With the opening of MGM Springfield in August 2018, one of the stated goals of the festival was to help mitigate the impact of the casino on Northampton, which has, for four decades now, boasted the region’s most vibrant downtown.
In 2018, the Massachusetts Gaming Commission allocated $100,000 to the city to develop and implement marketing strategies to keep Northampton a well-known and popular destination for arts and entertainment, shopping, and dining.
“One of the challenges that merchants are facing all around the country is a lack of foot traffic because people are shopping online,” Griggs said. “There’s nothing that’s more important to a retailer than people walking by their store.”
This is especially true for many of the mom-and-pop shops that rely on local business to stay open.
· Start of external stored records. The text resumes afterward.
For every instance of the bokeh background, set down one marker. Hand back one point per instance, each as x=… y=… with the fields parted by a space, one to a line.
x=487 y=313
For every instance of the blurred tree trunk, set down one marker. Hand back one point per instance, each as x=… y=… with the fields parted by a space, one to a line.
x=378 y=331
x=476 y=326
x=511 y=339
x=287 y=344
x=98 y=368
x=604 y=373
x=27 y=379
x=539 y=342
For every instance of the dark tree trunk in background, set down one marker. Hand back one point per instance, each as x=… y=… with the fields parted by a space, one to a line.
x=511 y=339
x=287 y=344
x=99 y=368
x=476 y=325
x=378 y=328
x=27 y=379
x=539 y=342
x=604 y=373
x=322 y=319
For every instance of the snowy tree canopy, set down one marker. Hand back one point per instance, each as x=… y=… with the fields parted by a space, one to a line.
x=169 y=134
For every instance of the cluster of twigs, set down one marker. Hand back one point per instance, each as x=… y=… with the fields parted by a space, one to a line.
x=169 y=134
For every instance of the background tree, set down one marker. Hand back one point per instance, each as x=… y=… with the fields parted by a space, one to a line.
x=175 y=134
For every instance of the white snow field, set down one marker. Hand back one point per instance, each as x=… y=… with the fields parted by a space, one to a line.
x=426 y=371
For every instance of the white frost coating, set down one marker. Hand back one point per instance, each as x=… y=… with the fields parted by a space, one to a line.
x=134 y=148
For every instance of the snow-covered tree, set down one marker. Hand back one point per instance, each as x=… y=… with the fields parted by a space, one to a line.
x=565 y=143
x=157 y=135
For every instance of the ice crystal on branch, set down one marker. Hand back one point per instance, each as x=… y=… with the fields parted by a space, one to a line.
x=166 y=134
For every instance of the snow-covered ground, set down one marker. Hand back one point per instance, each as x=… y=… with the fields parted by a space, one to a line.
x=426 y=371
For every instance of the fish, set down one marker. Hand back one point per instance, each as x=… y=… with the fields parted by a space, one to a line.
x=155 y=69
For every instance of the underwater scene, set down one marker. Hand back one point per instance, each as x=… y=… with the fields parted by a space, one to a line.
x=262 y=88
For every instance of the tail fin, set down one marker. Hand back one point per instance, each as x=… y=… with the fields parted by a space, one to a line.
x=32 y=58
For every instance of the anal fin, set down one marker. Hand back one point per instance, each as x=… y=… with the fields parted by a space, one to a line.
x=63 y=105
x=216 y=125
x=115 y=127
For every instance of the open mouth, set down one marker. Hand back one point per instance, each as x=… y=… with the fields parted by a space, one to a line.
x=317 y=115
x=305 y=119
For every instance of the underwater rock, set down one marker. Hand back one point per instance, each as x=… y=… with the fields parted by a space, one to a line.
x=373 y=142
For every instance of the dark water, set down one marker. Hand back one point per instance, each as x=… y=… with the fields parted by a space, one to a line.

Griggs maintains that jazz music lifts people’s spirits and often encourages them to go into a store.
“When you either have music playing in the store or right outside the store, it makes people stop and look and listen and walk into the store in many cases,” she said. “I’ve seen that with my own eyes.”
She also said merchants were happy with the festival last year and thought the festival brought business to the downtown area.
“It exposes Northampton to people that may not have otherwise known about the town, and it reinforces for the community downtown how wonderful it is to be there,” Griggs said. “It’s walkable, it’s friendly, it’s accessible, it’s beautiful. It reinforces what is unique about Northampton.”
Indeed, the show is carefully orchestrated to do just that. Organizers deliberately leave time in between each set of acts so people have an opportunity to walk around and enjoy the city. Beginning with the Jazz Strut on Friday, Oct. 4, free jazz performances will be staged from 5 to 10:30 p.m. at seven Northampton restaurants, bars, and pubs. Each performance lasts two hours and starts at half-hour intervals so festival-goers can walk a short distance and see all the acts if they choose.
“We want people to have an hour to kill in Northampton,” said Griggs. “We build that into the schedule.”
Saturday features jazz musicians at several different venues across town beginning at noon and ending at 6:30 p.m. The headliner, the Kurt Elling Quintet, will perform from 7:30 to 9 p.m. at the Academy of Music to close out the performances.
Sunday is reserved for the Jazz Brunch at the Delaney House in Holyoke, which serves as a fundraiser for the Jazz Artists in the Schools Program at JFK Middle School.
All this planning is conducted by a team of locals with a passion for jazz. Griggs and Cahillane are joined by Al Blankenship, Mary Lou Rup, Kathy Service, Carol Abbe Smith, Paul Arslanian, Frank Newton, George Kaye, and a dedicated group of volunteers to get the new show on the road.
And since the inaugural run of the new festival went so well last year, Griggs said there was no need to rethink it in any kind of major way.
“I like this festival for Northampton because it’s doable … it’s not too huge, it’s not too complicated, it’s not too expensive,” she said. “I think it’s more important to have a festival that is right-sized for the community so that it can be sustained, rather than having something that’s growing and getting more complicated and this and that. Before you know it, it becomes top-heavy, and you can’t handle it anymore.”
With overwhelmingly positive feedback from last year’s festival, there is little doubt that the 2019 festival will once again prove to be an outstanding event for this unique city.
“That combination of the good feelings that music can engender, combined with being in a town like Northampton … that ultimately has an economic impact,” Griggs said. “You’re setting the stage for success.”